= Colen Donck =

Colen Donck (in English "Donck's Colony") was a 24,000 acre patroonship in New Netherland along the southern Hudson River in today's Bronx and Yonkers established by Dutch-American lawyer and land developer Adriaen van der Donck.

==History==
The land was granted van der Donck by controversial Director General of New Netherlands Willem Kieft in 1646 in return for van der Donck's role as an interpreter and peacemaker in conflicts between Dutch colonists and Native Americans. The West India Company had purchased the land (then called "Kiskiskeck") from its Native American holders in 1639.

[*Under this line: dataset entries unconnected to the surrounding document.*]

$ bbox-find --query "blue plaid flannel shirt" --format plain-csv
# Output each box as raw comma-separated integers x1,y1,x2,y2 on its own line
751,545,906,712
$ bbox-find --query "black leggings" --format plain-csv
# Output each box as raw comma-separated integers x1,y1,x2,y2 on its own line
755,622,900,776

Van der Donck's parcel began on the mainland directly to the north of the island (Manhattan), continued along the river for twelve miles, and carried eastward as far as the Bronx River, becoming much of what is today the Bronx and southwestern Westchester County.

He named his estate Colen Donck (or "Colendonck"; spellings vary, the latter being more consistent with Dutch construction) and built his house between current-day Van Cortlandt Lake and Broadway. He also built a saw mill on the Neperan River where it flows into the Hudson. He then built a grist mill to process the corn grown on what had been the old Indian corn grounds. Van der Donck paid the Indian chief Tacharew, whose tribe used to live on the land, as a gesture of friendship. This area later became part of Van Cortlandt Park. The estate was so large that locals referred to him as the Jonkheer ("young gentleman" or "squire"), the source of today's name "Yonkers". His political activities and trip to Holland, precluded his giving the patroonship the attention it needed.

Records show Van der Donck to have been alive in August 1655. He is described as having died on Manhattan island in 1655 by Who's Who in America. Records of the following January indicate there was a dispute between his relations over two bibles taken by Indians in the sacking of his home in the raids known as the Peach War, leaving the cause of his death unknown.

His widow remarried and moved to Maryland. Obtaining confirmation of title from Governor Richard Nicolls, she sold the land to her brother, Elias Doughty, who then began to sell off parcels. A portion later became part of the Manor of Fordham. Northern section became the Manor of Philipsburg.